Ci si chiede, dunque, al di là di un diffuso ed imperante sentimento laicista ispiratore di decisioni epocali, se la sentenza più che affrontare ambiti di diritto non vada a toccare o addirittura a ledere la sfera della sovranità dello Stato. La questione dell’esposizione del crocefisso, che è rivelatrice di una chiara modalità simbolica, è stata affrontata sia dalla Corte Costituzionale sia dal Consiglio di Stato ed è stata risolta attraverso precise motivazioni secondo le quali il crocefisso rappresenta un simbolo che testimonia una valenza culturale ancor prima che religiosa e che riflette non solo la fede prevalente nel nostro Paese quanto soprattutto una tradizione pluri-secolare radicata nella società.
     Al di là d'ogni disputa che offre l’occasione per costruire un pretesto per contagiare anche le appartenenze politiche, resta fermo un concetto, ovvero come l’antica tradizione di esporre il crocefisso non possa suonare come offensiva per nessuno né, tantomeno, possa essere percepita come inibizione di altrui credo religiosi. Sarebbe, anzi, offensivo pensare che ciò possa offendere qualcuno, ma nell’Europa unita e sempre più protesa a sperimentare allargamenti sollecitati da manovre geopolitiche ed economiche che a ricercare una condivisione di principi etici, albergano forse la presunzione e la pretesa di voler regolare aspetti del vivere quotidiano che scavalcano il mero diritto e che sconfinano nel campo della sensibilità comune.

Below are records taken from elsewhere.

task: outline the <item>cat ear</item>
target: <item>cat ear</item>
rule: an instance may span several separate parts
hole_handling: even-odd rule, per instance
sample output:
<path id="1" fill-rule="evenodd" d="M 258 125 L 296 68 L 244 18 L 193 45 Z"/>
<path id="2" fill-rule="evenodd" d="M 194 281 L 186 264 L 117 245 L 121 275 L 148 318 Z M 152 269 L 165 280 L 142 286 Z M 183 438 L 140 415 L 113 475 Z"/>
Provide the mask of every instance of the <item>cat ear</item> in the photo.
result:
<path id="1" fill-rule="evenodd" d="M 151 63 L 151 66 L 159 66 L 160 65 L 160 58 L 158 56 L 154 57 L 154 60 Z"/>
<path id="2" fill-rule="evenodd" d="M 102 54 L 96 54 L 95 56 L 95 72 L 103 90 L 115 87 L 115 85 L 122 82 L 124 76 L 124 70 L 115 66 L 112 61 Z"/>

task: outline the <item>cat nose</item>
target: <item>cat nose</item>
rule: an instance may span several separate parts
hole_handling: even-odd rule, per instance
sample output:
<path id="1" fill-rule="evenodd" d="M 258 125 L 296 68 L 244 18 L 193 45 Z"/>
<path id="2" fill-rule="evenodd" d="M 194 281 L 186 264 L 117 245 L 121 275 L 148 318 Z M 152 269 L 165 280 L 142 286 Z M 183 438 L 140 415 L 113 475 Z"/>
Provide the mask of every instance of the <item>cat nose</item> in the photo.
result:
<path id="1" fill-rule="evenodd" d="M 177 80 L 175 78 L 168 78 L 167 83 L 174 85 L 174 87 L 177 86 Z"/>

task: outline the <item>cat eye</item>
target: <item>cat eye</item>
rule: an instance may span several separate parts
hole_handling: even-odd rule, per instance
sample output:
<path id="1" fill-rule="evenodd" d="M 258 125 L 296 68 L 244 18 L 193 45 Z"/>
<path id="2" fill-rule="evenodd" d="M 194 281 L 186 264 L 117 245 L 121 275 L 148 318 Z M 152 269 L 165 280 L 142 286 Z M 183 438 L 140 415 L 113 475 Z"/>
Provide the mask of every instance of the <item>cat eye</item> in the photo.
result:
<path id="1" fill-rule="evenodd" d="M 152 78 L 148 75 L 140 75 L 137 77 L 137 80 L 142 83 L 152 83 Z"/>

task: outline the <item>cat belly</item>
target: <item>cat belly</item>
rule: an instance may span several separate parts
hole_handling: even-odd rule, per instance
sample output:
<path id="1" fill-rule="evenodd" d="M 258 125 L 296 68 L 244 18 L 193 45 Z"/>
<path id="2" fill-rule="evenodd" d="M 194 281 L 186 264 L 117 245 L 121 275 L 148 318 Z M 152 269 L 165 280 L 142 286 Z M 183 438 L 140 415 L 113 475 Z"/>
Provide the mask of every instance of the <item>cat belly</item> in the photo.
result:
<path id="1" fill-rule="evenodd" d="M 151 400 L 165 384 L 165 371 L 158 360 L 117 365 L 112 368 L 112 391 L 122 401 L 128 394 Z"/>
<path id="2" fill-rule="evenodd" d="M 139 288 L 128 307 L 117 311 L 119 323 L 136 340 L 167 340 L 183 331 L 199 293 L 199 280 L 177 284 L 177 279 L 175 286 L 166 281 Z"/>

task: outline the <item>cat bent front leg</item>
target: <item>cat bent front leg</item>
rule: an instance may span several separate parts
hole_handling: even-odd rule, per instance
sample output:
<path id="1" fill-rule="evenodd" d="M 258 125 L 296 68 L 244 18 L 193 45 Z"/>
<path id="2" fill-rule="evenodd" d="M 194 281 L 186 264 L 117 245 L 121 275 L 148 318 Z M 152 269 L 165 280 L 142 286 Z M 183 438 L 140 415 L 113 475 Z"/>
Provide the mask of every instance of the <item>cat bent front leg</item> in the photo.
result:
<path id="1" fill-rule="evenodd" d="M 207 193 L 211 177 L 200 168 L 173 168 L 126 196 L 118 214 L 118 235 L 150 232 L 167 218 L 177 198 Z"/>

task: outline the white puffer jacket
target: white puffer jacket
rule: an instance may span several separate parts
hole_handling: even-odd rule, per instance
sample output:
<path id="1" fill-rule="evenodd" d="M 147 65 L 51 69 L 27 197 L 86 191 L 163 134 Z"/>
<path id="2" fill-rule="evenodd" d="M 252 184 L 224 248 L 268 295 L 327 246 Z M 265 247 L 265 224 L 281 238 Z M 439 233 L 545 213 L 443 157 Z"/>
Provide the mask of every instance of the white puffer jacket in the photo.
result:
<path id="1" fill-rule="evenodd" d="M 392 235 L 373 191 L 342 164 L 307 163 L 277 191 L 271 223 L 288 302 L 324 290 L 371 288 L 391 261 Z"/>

     È paradossale constatare come la decisione di un organo supremo, sollecitata dall’iniziativa di un cittadino evidentemente mosso da sensibilità contrarie al sentire collettivo, possa, facendosi scudo del vessillo della laicità dello Stato, rovesciare tradizioni millenarie senza tener minimamente in considerazione le pronunce di organi giurisdizionali nazionali e, a maggior ragione, le secolari tradizioni popolari. Purtroppo la burocrazia europea, che spesso legifera “umoralmente” per uniformare acriticamente comportamenti e per modificare atteggiamenti, dimenticando singole realtà e consolidate abitudini popolari, diventa la punta dell’iceberg di una Europa frettolosamente assemblata e poco sensibile alla storia dei singoli Paesi.
     Il caso che una Corte, sebbene autorevole, impedisca, per tutelare le diversità, il ricorso a lecite forme di rappresentazione di simboli come metodo di affermazione, non fa venir meno il principio secondo il quale esistono, a tutte le latitudini ed in senso assoluto, usi e costumi che vanno rispettati. La croce, come ha ben osservato Umberto Eco, è un fatto di antropologia culturale in quanto il suo significato è profondamente radicato nella sensibilità comune ed è una sensibilità che non può essere né offesa né sacrificata in nome di diversità alle quali si vuole, con una malcelata ipocrisia, attribuire maggior pregio o attenzione.